We're working in $\sf{ZF}$ set theory, we assume $n$ is a finite cardinal, and the set $X$ is not finite. My question is: what's the smallest cardinal $k$ for which $\sf{ZF}$ proves $|X^n| \leq |k^X|$? We know that such $k$ must exist and be finite, since $|X^n|\leq |2^X|^n=|(2^n)^X|$ proves $k\leq 2^n$. The case $n=0$ is trivial, $k_0=1$. The case $n=1$ isn't much harder, $k_1=2$. The analogous question for $\sf{ZFC}$ is also trivial, $k_n=2$ for all $n>0$, but without Choice the problem seems rather difficult even for $n=2$.
I was able to prove the upper bound $k_n\leq n+1$ for all $n$, and I suspect this is optimal. In particular, I suspect that for each $n$, it's consistent that there exists infinite $X$ for which $|X^n|\not\leq |n^X|$. More strongly, I suspect it's consistent that there exists $X$ for which all $n$ have $|X^n|\not\leq |n^X|$. Unfortunately I'm not very familiar with forcing techniques, so I don't know how to prove this. It might be possible to establish a nice lower bound by considering the case where $X$ is an amorphous set, but I couldn't figure out how to do it. I would accept any answer that at least finds $k_3$.
To prove that $k_n\leq n+1$, I'll start by proving $|X^n|\leq n^n|(n+1)^X|$. Consider a function $f:n\to X$. We use $f$ to define the functions $p:X\to (n+1)$ and $g:n\to n$ like so. $$p(x):=\begin{cases}n &: x\notin f[n] \\ \min\{j<n : x=f(j)\} &: x\in f[n]\end{cases}$$ $$g(j):=p(f(j))$$
Notice that the map $f\mapsto (g,p)$ sends $X^n\to n^n\times (n+1)^X$. This map is moreover an injection, since we have $p^{-1}[g(j)]=\{f(j)\}$ for all $j<n$. The intuition behind this strategy is that the function $p$ injects the image of $f$ into $n$, and then we use this numbering to compress $f$ into a function $g:n\to n$. Since $p$ can be used to decompress $g$ back into $f$, we have an injection. From these arguments, it follows that $|X^n|\leq n^n|(n+1)^X| \leq |(n+2)^X|$ and therefore $k_n\leq n+2$.

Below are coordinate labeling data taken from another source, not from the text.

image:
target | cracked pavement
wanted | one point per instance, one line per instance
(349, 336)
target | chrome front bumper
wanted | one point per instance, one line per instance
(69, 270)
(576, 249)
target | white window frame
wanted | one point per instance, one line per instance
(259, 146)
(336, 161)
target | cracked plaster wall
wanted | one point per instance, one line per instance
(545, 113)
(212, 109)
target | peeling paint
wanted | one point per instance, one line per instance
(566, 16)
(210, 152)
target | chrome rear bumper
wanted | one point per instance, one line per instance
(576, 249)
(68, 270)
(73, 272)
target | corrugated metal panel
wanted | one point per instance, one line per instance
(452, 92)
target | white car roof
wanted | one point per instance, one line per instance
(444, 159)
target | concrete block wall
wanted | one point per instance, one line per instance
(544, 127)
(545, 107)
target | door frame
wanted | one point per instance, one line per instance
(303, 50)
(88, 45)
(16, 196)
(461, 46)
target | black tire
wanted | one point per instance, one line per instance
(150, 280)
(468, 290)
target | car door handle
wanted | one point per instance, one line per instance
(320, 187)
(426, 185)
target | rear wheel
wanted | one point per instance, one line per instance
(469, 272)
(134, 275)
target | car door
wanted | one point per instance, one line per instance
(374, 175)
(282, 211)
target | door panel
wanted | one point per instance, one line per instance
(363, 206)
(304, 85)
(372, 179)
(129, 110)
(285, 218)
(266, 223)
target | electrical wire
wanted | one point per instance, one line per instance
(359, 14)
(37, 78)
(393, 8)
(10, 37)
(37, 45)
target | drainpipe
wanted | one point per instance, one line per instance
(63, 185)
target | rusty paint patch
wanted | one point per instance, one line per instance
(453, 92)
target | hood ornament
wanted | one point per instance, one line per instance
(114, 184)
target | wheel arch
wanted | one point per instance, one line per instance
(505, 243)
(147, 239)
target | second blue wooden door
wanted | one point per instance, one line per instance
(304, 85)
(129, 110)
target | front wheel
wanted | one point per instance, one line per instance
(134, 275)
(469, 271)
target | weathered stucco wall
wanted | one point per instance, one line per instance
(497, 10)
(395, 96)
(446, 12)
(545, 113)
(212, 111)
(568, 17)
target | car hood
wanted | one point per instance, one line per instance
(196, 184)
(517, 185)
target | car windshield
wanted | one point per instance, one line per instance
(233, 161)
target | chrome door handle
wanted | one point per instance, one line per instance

For $n>0$, the above strategy can be further improved to give $k_n\leq n+1$. To do this, let $M=(n+1)\times(n+2)$, and find an injection $\iota:M\to X$, which is possible since $X$ is infinite. For each $j<n+1$, define the sets $B_j=\{\iota(j,i) : i<n\}$ and $I_j=\{\iota(j,i) : n\leq i<n+2\}$, so that the collection of all $I_j$ and $B_j$ are pairwise disjoint, and each $|B_j|=n$ and $|I_j|=2$. Using the same map $f\mapsto (g,p)$ as before, we notice that there necessarily exists $j<n+1$ for which we have the image $p[B_j\cup I_j]=\{n\}$. Relying on that fact, we define the map $(g,p)\mapsto q\in (n+1)^X$ as follows. $$J:=\min\{j<n+1 : p[B_j\cup I_j]=\{n\}\}$$ $$q(x):=\begin{cases} p(x) &: x\notin (I_J\cup B_J) \\ 0 &: x\in I_J \\ g(i) &: x\in B_J\land x=\iota(J,i) \end{cases}$$
To recover $(g,p)$ from $q$, first we recover $J<n+1$ as the unique number satisfying $q[I_J]=\{0\}$. Now we easily recover $g$ via $g(i)=q(\iota(J,i))$, and for $p$ we have $p(x)=q(x)$ when $x\notin (I_J\cup B_J)$ and $p(x)=n$ otherwise. The recoverability of $(g,p)$ from $q$ proves this is an injection. The intuition behind this strategy is that $p$ leaves a lot of empty space on which $p(x)=n$ is constant, and we can fit enough information in that space to encode $g$. We partition a subset of $X$ into some blocks $B_j$ and indicators $I_j$, and based on the structure of $p$, we're guaranteed that some block/indicator pair will be vacant. We choose one of these vacant block/indicator pairs, encode $g$ inside the block $B_j$, and enable the indicator $I_j$ so we know where to look to decode $g$. By composing our injections, we can send $f\mapsto q$ to prove $|X^n|\leq |(n+1)^X|$ and thus $k_n\leq n+1$ for all $n>1$. A similar strategy should prove $m|X^n|\leq |(n+1)^X|$ for all finite $m$, which is an interesting albeit unrelated result.